Diffusion policies and action chunking

10 atomic recall cards. Export to Anki and let spaced repetition do its slow work.

In Anki: File → Import, choose this TSV, set field separator to Tab, deck = Tokens to Embodied Minds · Ch 30, note type = Basic.

Front	Back
Why does Gaussian behavioral cloning fail on multimodal action distributions?	The Gaussian mean falls between the modes — the predicted action is the average of two valid but distinct behaviors, which usually executes neither.
What does the DDPM forward process do to a demonstration action?	Gradually adds Gaussian noise across T steps, turning a clean action a_0 into approximately pure Gaussian noise a_T.
What does the diffusion policy noise-prediction network learn?	To predict the noise epsilon_theta(a_t, t, o) that was added at step t to the action, conditioned on robot observation o.

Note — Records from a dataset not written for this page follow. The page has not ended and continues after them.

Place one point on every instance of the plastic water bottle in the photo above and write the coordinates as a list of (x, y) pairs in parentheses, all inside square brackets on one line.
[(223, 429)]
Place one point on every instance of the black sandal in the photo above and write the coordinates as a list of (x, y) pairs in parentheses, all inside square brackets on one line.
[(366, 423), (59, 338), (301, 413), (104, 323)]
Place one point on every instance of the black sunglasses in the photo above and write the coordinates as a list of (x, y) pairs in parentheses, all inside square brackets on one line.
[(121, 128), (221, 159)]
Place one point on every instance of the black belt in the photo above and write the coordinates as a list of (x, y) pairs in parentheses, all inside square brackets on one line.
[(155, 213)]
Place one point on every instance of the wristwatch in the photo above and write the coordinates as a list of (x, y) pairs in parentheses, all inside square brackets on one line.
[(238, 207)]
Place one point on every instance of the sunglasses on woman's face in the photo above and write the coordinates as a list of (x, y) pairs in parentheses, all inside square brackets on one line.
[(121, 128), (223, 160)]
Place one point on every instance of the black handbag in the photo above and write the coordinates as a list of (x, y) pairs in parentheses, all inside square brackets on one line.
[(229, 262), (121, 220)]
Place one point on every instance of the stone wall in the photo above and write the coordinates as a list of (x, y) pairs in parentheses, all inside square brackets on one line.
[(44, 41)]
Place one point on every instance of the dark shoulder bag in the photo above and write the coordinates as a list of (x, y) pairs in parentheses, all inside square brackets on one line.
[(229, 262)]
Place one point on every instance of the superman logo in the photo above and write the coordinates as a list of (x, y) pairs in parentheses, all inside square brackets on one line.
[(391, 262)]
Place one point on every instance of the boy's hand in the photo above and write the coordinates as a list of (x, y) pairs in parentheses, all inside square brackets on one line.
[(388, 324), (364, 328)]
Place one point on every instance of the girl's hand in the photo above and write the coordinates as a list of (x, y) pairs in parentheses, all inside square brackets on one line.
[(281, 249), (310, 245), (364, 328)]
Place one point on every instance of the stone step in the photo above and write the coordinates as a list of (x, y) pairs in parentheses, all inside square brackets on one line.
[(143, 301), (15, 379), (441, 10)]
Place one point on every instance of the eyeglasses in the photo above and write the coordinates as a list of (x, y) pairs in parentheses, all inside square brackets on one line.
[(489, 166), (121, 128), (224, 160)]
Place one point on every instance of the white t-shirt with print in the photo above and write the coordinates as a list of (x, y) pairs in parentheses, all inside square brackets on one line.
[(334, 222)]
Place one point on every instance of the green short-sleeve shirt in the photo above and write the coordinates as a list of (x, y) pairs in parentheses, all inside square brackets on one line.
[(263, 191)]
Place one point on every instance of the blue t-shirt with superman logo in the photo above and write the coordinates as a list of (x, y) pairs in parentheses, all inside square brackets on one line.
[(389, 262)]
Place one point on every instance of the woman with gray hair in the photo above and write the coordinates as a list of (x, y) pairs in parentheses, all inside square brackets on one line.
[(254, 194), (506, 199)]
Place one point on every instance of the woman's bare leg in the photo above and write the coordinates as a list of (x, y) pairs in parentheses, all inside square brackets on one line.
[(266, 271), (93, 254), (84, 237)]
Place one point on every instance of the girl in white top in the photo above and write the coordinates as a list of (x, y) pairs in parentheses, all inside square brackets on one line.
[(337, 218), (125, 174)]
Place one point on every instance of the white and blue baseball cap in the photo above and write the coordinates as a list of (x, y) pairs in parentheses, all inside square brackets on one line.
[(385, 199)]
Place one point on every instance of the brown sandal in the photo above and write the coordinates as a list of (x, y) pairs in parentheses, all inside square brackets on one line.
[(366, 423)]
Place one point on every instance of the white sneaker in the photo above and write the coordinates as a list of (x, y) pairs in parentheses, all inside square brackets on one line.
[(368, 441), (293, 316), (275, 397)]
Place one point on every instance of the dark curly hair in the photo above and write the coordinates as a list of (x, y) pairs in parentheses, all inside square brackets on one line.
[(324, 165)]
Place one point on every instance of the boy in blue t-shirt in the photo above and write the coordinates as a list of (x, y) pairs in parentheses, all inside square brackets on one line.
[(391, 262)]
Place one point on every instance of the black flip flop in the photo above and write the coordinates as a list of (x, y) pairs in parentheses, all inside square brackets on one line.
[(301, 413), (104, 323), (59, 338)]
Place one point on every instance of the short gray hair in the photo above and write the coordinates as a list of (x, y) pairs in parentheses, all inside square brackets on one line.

This is the score function of the noisy distribution.
What is action chunking?	Predicting K future actions at once and executing them open-loop for K steps before re-querying the policy. Reduces required inference rate from ~20Hz to ~2Hz for K=8.
What is the key advantage of flow matching over DDPM for inference?	Flow matching requires 10-25 ODE steps vs 50-100 DDPM steps, giving faster inference with comparable or better mode coverage.
Which VLA architectures use flow matching as their action head?	π0 (Physical Intelligence, Feb 4, 2025), π0.5 (April 22, 2025), and SmolVLA (HuggingFace, June 3, 2025).
What is the Push-T benchmark?	A 2D manipulation task where a robot arm must push a T-shaped block to a target configuration. Standard benchmark for diffusion policy evaluation from Chi et al. (2023).
What is the primary paper for diffusion policies?	Diffusion Policy: Visuomotor Policy Learning via Action Diffusion, Chi et al., arXiv:2303.04137, March 7, 2023.
What is the difference between DDPM and DDIM for inference?	DDPM uses stochastic denoising (adds noise at each step), requiring 50-1000 steps. DDIM (Denoising Diffusion Implicit Models) uses deterministic denoising, enabling high-quality samples in 10-50 steps — a common acceleration for diffusion policies.
In the JHU capstone, if SmolVLA fails and you suspect the action expert, what do you check first?	Log the raw flow-matching action chunk output and compare to a demonstration action for the same observation. If the sampled action is semantically wrong (wrong direction, wrong gripper state), the flow-matching expert is failing — check number of denoising steps, action conditioning, and whether the demonstration dataset has sufficient multimodal coverage.